Нам нельзя - стр. 36
Я прохожу в ванную комнату, чтобы вымыть руки. Квартирка у Светы небольшая, двухкомнатная, но очень уютная. Раковина и ванна сияют чистотой, все шампуни и крема находятся на своём месте.
Я выдавливаю мыло себе на ладонь и непроизвольно становлюсь свидетелем разговора между братом и сестрой. Света старается говорить шёпотом, но её вопросы каким-то чудом долетают до меня даже через плотно закрытую дверь.
— … она хотя бы совершеннолетняя?
— Ей двадцать.
— Ты совсем спятил, Глеб. Так нельзя…
— Я как-нибудь сам разберусь, ладно?
Голос Воронцова твёрдый и решительный, а его ответ заставляет меня улыбнуться собственному отражению в зеркале. Света умолкает и не спорит с братом, впрочем, я бы тоже побоялась с таким спорить. Она возится в прихожей ещё несколько минут, а затем наконец уходит.
Наверное, мне стоит понемногу привыкать к такой реакции окружающих, если я хочу быть рядом с Глебом. Уверена, что мои родители отнесутся к новости куда хуже. Если до этого когда-нибудь дойдёт.

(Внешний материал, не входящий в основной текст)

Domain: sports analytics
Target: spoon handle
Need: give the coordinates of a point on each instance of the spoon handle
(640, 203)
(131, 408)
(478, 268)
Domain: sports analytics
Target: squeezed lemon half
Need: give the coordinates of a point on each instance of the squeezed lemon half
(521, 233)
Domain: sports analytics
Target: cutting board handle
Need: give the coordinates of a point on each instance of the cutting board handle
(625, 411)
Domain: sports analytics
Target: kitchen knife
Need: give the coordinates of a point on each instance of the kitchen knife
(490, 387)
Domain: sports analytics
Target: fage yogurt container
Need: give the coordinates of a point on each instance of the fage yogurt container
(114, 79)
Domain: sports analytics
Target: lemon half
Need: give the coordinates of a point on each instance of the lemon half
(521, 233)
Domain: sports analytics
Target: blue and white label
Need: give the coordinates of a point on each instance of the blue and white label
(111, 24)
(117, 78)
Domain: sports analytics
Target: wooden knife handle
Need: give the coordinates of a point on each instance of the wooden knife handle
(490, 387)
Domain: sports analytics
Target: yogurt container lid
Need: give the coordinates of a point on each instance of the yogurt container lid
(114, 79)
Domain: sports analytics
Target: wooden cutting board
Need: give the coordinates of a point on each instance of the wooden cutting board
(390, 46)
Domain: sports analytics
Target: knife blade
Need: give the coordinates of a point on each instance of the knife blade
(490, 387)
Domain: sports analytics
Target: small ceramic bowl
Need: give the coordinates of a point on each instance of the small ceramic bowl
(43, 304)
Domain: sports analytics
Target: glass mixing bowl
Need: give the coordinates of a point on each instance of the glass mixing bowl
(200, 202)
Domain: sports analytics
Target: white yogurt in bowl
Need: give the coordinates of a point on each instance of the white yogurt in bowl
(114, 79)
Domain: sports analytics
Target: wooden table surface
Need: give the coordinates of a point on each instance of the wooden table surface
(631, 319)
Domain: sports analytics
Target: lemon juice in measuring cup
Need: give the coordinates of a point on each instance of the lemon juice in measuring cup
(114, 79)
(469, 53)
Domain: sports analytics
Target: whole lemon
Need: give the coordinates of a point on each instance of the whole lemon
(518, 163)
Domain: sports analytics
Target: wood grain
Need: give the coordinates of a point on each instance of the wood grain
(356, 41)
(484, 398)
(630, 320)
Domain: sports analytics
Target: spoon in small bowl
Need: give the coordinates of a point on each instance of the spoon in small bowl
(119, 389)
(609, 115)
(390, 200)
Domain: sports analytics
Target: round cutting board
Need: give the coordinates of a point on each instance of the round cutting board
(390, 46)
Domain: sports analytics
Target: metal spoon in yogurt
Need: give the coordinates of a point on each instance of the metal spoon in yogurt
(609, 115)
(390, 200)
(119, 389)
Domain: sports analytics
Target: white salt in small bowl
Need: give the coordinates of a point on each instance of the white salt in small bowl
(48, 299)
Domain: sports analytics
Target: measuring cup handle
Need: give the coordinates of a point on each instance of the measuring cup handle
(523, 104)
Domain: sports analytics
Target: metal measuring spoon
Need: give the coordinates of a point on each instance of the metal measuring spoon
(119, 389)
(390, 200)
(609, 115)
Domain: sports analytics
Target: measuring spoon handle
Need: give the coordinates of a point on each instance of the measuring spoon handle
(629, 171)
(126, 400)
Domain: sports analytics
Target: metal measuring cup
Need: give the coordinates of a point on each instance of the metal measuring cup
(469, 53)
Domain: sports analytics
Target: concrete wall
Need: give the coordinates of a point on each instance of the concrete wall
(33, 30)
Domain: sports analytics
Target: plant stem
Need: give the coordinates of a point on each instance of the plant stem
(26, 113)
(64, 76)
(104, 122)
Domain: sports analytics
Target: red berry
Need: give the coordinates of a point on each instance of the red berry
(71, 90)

Собравшись с духом, я выхожу из ванной комнаты и направляюсь на кухню. Глеб включает электрочайник, достаёт из холодильника продукты.
— Кажется, я не понравилась твоей сестре, — останавливаюсь я в дверном проёме.
— Нет, это не так, — без тени улыбки отвечает Глеб. — Она удивлена, не больше.
— Ты меня успокоил. Света знакома с моими родителями?
— Ещё бы! Лёха часто зависал у меня дома.
Я подхожу к кухонной столешнице и на автомате начинаю готовить бутерброды. Желудок при этом предательски урчит и сжимается.
– Расскажешь, сколько лет твоей племяннице?
— Алисе четыре года, — отвечает Глеб. — Сестра воспитывает её в одиночку.
— А отец?..
— Он уехал за границу, когда девочке было несколько месяцев. Обещал забрать их с собой, но с тех пор от него ни слуху ни духу. Будешь чай или кофе?
— Чай, если можно.
Глеб кивает и заваривает зелёный чай. Моё волнение усиливается с каждым шорохом в квартире. Кажется, что Алиса вот-вот проснётся, увидит незнакомую тётю и не захочет находить со мной общий язык. Я же совсем не знаю, как себя нужно вести. Вдруг она и вовсе расплачется, и мне придётся уйти?
Мы с Глебом пьём чай с бутербродами и болтаем. Вернее, по большому счёту это делаю я, потому что Воронцова разговорить сложно, как ни пытаюсь. Он молчит и внимательно меня слушает, лишь изредка вставляя в мой монолог интересующие вопросы. Я рассказываю ему о том, как весело мы отметили двадцатилетие Янки и чуть не угодили в полицейский участок; о том, как я люто ненавижу учёбу и обожаю фотографию. Если бы отец не заставил меня пойти на строительную специальность, сама бы я никогда… Ни за что в жизни.